Pour Edgar Morin

— Par Patrick Chamoiseau —

Ici, quand il pleut, ce sont les gouttes qui font le ciel, qui trament aussi la terre dans une même envolée, mais pas un parmi nous ne connait si ce sont des sanglots de soleil ou les éclats d’une énergie dont nul ne tient le nom, ni comment ce qui scintille dessine d’impalpables matières où le vivant s’assemble parmi les herbes folles à la célébration des vers et la jubilation d’une fougère assoiffée.
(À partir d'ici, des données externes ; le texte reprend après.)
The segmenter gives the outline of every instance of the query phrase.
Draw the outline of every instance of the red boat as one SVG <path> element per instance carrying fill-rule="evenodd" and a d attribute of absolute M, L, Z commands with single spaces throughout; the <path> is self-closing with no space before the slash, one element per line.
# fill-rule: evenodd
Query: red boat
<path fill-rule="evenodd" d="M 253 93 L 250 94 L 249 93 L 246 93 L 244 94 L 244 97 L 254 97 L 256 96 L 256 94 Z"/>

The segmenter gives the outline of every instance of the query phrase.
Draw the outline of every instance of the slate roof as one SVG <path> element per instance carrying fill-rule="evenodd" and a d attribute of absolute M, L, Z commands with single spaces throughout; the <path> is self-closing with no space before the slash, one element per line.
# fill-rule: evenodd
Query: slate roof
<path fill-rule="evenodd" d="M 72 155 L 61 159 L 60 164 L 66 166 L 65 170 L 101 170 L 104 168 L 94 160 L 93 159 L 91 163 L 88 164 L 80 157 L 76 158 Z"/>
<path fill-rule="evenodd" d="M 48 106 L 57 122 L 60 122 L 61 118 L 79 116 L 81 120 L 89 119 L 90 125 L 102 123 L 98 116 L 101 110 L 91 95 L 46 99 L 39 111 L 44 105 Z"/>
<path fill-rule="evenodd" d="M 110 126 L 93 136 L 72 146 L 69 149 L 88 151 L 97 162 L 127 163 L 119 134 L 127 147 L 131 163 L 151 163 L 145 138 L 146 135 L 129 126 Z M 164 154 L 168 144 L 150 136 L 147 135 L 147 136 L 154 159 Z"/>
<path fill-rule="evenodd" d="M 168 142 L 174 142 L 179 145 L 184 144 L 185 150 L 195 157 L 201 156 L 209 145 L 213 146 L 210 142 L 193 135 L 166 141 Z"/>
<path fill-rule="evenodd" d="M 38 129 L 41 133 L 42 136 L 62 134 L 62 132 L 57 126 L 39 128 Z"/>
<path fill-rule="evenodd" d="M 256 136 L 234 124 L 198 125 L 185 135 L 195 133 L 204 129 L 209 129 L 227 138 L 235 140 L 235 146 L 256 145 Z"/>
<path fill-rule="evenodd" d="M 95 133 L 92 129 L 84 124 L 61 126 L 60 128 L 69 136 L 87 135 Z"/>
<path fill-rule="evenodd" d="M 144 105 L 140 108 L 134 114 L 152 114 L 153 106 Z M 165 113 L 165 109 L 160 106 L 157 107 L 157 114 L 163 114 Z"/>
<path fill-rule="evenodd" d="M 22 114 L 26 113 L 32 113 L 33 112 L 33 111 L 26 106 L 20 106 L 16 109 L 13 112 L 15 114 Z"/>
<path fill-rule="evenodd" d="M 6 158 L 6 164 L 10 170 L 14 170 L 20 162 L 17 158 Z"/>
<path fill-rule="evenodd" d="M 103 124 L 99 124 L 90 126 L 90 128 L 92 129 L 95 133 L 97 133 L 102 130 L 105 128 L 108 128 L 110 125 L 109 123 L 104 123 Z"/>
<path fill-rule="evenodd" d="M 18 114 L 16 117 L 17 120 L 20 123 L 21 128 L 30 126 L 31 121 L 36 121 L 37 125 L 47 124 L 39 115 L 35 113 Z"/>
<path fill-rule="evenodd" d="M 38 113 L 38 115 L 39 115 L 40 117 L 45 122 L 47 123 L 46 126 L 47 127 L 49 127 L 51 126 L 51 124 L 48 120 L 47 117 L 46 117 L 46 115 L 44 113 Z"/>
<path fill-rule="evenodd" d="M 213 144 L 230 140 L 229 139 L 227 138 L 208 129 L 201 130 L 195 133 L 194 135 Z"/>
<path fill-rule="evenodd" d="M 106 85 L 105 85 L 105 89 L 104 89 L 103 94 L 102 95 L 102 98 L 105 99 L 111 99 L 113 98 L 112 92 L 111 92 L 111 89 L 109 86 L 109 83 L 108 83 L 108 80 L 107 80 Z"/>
On peut hélas compter les papillons, ils sont des événements, balises fantômes de la grande perte et de l’absence où tout s’effondre, mais il y a (heureux bonheur) l’infini des parfums qui s’emmêlent et se distinguent ensemble, légers, mouillés, comme portés de frissons en pensées, jusqu’aux fragrances qui accompagnent le jaunissement des fruits-à-pain… Là j’ai pour vous, une fois encore comme après tant de fois, contemplé la musique architecte des désordres, la forge qui sans cesse détruit et renouvelle, l’épuisement qui devient, cette lancée d’avenir dans cet épuisement même, et j’ai compté pour vous les mesures de l’alliance où se tient ce qui est séparé, tout comme ces horizons qu’il faut apprendre à deviner dans ce qui nous semble obscurément soudé.

L’eau qui tombe
est une strophe de boues et un envol de sève
Elle fait arche célébrante
seulement : rien n’est élu et tout est concerné !

En votre nom
A votre nom
semé ici, longtemps, et récolté toujours
donnés
l’éveil et la haute gratitude
l’aller aux ombres dans les lumières, aux abîmes par les élévations, aux distances sous les proximités,
à cet intelligible qui ne vaut qu’habité de mystères et hanté d’impensable.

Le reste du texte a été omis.